Debbi Vinnedge, founder of Children of God for Life, a watchdog organization focused on vaccines and research using human fetal tissue, told LifeSiteNews, “Gardasil does not contain aborted fetal tissue but its side effects, its side effects are very, very serious.” But even though it lies outside its area of concern, COG for Life received so many questions and complaints from parents, the organization produced a pamphlet listing concerns and research on side effects.

Among a “partial list” of 16 adverse effects the pamphlet lists are miscarriage, stillbirth, ovarian cysts, genital warts, multiple sclerosis, lupus, paralysis, and stroke. One overarching explanation is that, for many, Gardasil may weaken the immune system. How many? The pamphlet claims more than 28,000 reports of such negative effects were made to the U.S. government’s Vaccine Adverse Event Reporting System by 2012, as had 128 deaths—all within the population of girls aged 9 – 24.

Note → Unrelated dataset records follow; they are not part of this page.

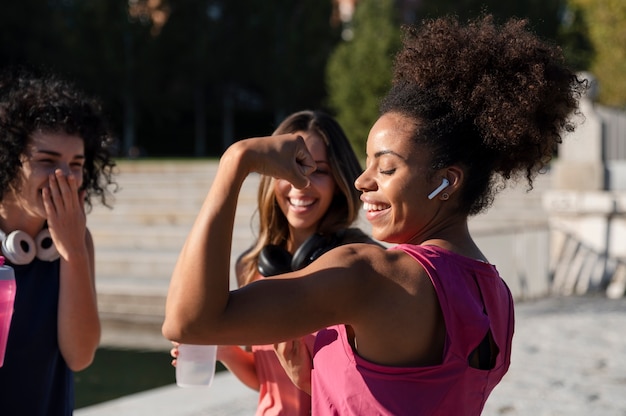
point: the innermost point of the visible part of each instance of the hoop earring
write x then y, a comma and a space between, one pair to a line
19, 248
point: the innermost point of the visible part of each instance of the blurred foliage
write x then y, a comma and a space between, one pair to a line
604, 22
359, 70
188, 77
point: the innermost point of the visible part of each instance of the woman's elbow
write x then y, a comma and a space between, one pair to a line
171, 330
81, 362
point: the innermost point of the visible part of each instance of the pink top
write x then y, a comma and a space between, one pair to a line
278, 395
473, 299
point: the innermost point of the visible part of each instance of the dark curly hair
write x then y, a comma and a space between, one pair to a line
30, 102
494, 99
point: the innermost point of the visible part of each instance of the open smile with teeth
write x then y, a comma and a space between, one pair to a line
375, 207
301, 203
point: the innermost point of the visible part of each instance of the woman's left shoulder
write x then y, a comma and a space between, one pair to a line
356, 235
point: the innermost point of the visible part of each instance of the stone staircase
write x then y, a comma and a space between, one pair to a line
138, 241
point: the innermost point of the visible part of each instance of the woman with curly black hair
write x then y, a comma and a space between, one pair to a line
423, 327
54, 158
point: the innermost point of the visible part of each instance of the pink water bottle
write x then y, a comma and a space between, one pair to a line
7, 296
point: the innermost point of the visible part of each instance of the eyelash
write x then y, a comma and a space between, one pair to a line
322, 172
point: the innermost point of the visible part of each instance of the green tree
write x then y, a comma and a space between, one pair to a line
606, 22
359, 70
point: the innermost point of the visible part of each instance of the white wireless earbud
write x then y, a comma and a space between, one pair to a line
444, 185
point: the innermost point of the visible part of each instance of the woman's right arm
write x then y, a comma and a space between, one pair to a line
239, 362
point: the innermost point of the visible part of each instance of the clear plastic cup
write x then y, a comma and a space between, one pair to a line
7, 296
195, 365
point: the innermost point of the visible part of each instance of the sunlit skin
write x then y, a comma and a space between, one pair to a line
303, 208
376, 293
395, 186
48, 190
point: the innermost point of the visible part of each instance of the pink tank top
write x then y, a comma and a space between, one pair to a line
473, 300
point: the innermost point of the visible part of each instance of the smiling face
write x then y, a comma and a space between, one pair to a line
304, 208
396, 183
45, 152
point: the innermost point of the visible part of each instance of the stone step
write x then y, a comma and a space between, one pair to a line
138, 241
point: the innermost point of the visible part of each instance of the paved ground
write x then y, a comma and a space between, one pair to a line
569, 358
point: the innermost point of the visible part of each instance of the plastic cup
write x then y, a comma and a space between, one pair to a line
7, 296
195, 365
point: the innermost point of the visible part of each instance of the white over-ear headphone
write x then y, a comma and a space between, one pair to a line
19, 248
444, 185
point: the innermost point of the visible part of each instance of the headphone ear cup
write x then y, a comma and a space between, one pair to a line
273, 260
19, 248
46, 250
311, 249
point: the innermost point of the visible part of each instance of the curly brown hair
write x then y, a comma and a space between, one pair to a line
343, 210
492, 98
31, 102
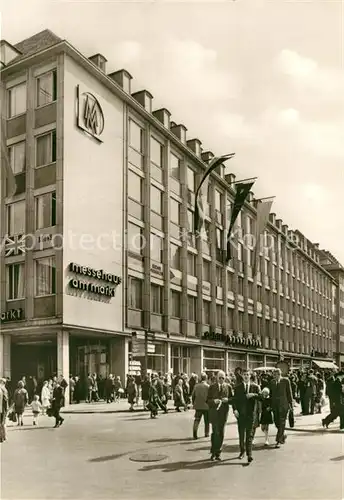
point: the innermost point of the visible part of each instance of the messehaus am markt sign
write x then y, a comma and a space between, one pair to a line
85, 285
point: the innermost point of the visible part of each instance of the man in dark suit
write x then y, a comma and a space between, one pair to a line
199, 401
57, 403
244, 403
219, 396
281, 403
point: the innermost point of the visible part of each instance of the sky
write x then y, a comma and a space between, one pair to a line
261, 78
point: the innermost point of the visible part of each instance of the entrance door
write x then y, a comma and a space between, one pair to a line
37, 360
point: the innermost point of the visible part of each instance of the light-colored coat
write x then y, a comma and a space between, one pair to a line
200, 396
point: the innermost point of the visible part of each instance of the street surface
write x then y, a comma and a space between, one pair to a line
89, 458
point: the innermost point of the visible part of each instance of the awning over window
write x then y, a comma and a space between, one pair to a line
328, 365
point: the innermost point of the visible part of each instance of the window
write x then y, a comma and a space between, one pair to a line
175, 211
134, 186
156, 152
175, 303
218, 200
175, 256
219, 276
45, 276
46, 149
46, 88
156, 247
241, 321
136, 144
240, 286
16, 156
230, 316
219, 320
45, 210
240, 252
191, 264
17, 100
206, 312
206, 270
157, 299
175, 166
15, 281
135, 239
156, 200
191, 179
135, 286
192, 308
15, 218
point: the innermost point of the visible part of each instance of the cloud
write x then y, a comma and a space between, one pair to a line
306, 75
294, 65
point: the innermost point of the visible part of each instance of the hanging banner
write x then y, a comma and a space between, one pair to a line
242, 191
5, 162
199, 208
263, 211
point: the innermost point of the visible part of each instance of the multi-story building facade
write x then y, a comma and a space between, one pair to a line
333, 266
105, 196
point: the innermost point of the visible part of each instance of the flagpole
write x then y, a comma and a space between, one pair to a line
263, 199
243, 180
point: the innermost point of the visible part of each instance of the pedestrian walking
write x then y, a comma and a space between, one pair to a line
219, 396
266, 417
20, 399
4, 403
36, 408
281, 402
199, 399
245, 406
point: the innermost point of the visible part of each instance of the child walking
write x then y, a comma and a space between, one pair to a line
266, 416
36, 409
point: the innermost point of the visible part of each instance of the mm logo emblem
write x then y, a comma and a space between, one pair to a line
90, 117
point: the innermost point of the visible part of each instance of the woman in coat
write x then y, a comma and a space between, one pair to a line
132, 392
179, 396
20, 399
45, 396
3, 409
145, 391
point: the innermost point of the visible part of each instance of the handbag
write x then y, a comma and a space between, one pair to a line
291, 419
12, 416
49, 412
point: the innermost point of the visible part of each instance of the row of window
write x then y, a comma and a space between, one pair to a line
135, 301
45, 214
45, 279
46, 92
45, 152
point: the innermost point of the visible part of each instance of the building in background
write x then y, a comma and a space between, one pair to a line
334, 267
98, 240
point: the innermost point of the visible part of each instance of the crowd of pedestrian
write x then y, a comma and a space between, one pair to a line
258, 398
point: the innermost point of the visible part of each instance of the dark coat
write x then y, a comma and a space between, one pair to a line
219, 413
58, 400
281, 395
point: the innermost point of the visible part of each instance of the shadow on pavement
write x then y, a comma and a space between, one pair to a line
232, 448
107, 458
198, 465
170, 440
33, 428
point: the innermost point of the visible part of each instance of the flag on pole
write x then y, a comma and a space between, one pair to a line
263, 211
5, 163
199, 208
242, 190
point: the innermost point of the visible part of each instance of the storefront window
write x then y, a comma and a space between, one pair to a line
156, 360
180, 360
236, 361
213, 359
255, 361
271, 361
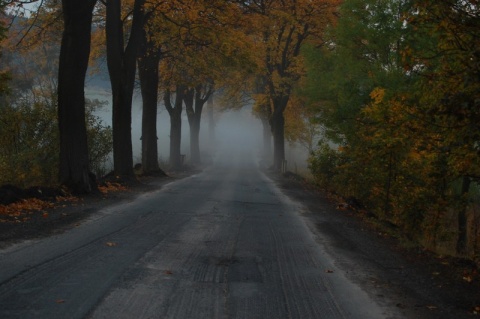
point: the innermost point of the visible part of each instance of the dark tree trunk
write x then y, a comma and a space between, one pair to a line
211, 121
277, 122
73, 63
462, 240
200, 95
121, 67
175, 112
148, 67
267, 138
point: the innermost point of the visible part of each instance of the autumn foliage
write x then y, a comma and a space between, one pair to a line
401, 117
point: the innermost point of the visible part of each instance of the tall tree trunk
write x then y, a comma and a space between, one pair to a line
194, 108
211, 122
277, 122
148, 67
175, 112
267, 138
462, 239
73, 63
121, 67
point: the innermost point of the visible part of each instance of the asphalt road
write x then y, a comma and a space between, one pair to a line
225, 243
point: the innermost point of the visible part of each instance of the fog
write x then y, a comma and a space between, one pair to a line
237, 133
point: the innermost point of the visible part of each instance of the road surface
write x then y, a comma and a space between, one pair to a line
225, 243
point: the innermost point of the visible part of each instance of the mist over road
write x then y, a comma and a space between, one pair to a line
225, 243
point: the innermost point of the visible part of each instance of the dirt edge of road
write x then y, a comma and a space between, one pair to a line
421, 284
70, 213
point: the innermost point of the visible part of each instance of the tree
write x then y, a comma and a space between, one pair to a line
280, 29
121, 61
449, 65
175, 111
148, 69
195, 98
74, 55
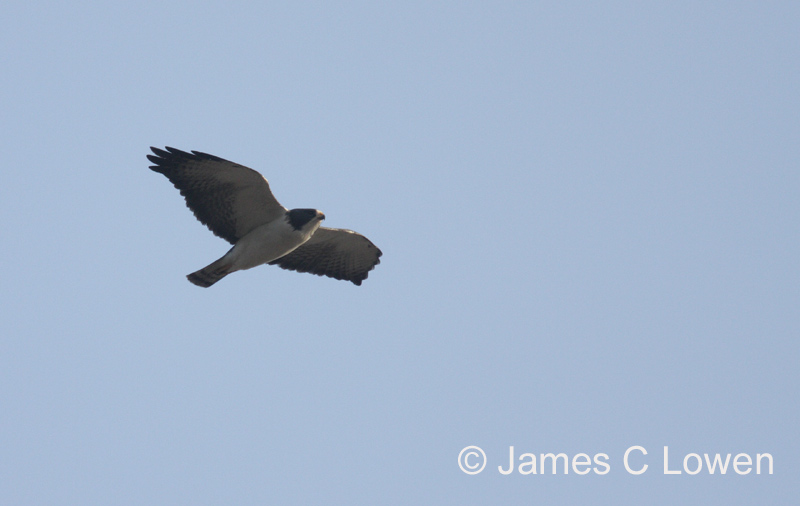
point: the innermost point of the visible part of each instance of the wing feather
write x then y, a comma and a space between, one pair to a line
336, 253
230, 199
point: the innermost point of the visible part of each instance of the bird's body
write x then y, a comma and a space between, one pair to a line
236, 203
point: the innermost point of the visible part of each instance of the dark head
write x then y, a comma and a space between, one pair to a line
298, 218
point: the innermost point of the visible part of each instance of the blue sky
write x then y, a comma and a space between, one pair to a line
588, 214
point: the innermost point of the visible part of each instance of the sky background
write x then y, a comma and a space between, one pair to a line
589, 220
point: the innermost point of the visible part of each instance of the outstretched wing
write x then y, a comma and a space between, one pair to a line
334, 252
230, 199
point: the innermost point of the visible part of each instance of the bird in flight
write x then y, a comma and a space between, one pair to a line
236, 204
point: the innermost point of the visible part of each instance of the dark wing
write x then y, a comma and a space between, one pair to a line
336, 253
228, 198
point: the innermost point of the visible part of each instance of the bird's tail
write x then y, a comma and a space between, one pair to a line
212, 273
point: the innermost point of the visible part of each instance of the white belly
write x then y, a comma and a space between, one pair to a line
265, 244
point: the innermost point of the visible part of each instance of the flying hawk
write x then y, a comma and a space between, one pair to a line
235, 203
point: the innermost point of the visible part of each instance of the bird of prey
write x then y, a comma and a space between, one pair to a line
236, 204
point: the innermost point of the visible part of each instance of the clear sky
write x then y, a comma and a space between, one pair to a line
589, 219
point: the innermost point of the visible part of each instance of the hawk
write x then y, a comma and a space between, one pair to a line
236, 204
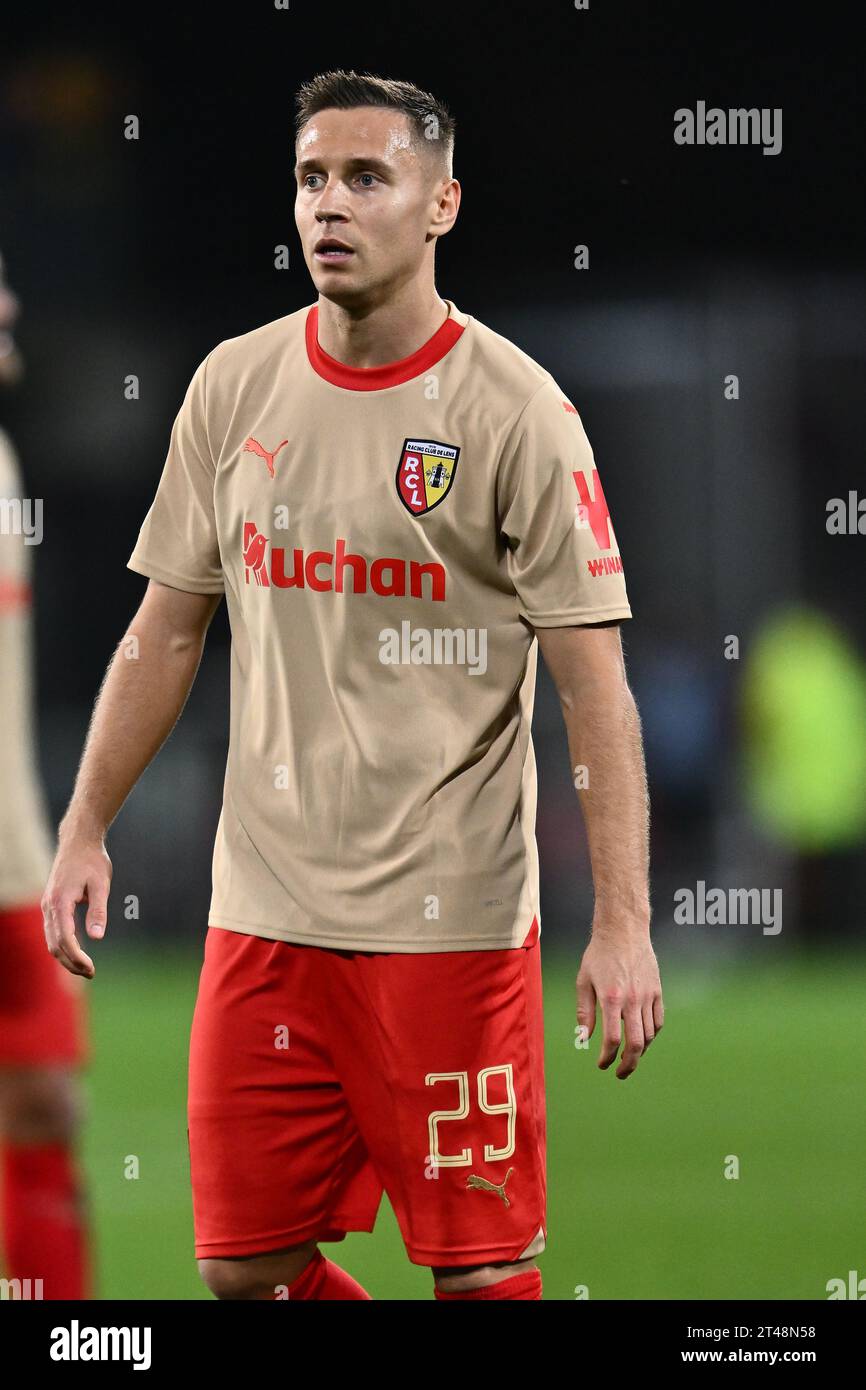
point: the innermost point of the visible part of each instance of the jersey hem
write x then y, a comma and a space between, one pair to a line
337, 943
576, 616
175, 581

Vinnedge said one problem with Gardasil is that it was tested for five years but “the HPV virus can lie dormant for 20 years.” She questions whether its effectiveness against the virus is properly proven over the long term. A second problem: “It gives people a false sense of security,” encouraging teenage girls to take sexual risks, when “it only works against four out of 100 different forms of HPV.”

Sanevax is another organization devoted to reporting on safe and unsafe vaccines. Its website is crammed with ominous research into Gardasil and first-hand horror stories and recent news. Among the latter: a report from Colombia of hundreds of school girls hospitalized after vaccination with Gardasil, and from the U.S. a surge in fatality reports related to recent vaccinations with Gardasil and another problematic HPV vaccine, Cervarix.

Gardasil’s defenders note that new vaccines often are followed by claims of adverse impacts, but these are not the same as proof. In a Forbes Magazine article in 2012, health reporter Matthew Herper took on those 28,000 reports to VAERS. “It’s true that there have been 24,000 reports of adverse events with Gardasil. (All of these numbers come from the VAERS database…) There have also been 60,000 reports of death with the mumps, measles, and rubella vaccine, and 26,000 following vaccination with Pfizer’s Prevnar, for pneumococcus bacteria.” 

Teenagers die, Herper explains, and some die after getting their HPV shots. But the people tasked with analyzing VAERS data ruled out almost all of the adverse reports alleged against Gardasil after investigating the first 12,000.  They advised doctors and nurses to be on the lookout for girls fainting after their shots.

But Norma Erickson, the president of Sanevax, questions that analysis. “I know some survivors of those first 12,000 reports and none of them has ever spoken to any investigators.” Erickson told LifeSiteNews, “we know those reports are anecdotal but that is where scientific investigations start.” She cited the case of Thalidomide, an anti-nausea drug that came under investigation in the late 1950s only after anecdotal reports linking it to newborn babies with deformities. 

Erickson suggested two Gardasil ingredients may be causing the problems: the aluminium, which is a neurotoxin, and L-hystidine, an amino acid that interferes with the brain’s defences against metal toxins. “Whichever part of the brain is affected by the toxin,” said Erickson, “that may lead to a different problem.” Erickson admitted that nobody knows why Gardasil would cause the wide range of adverse effects. “That’s why we are asking for a full investigation.”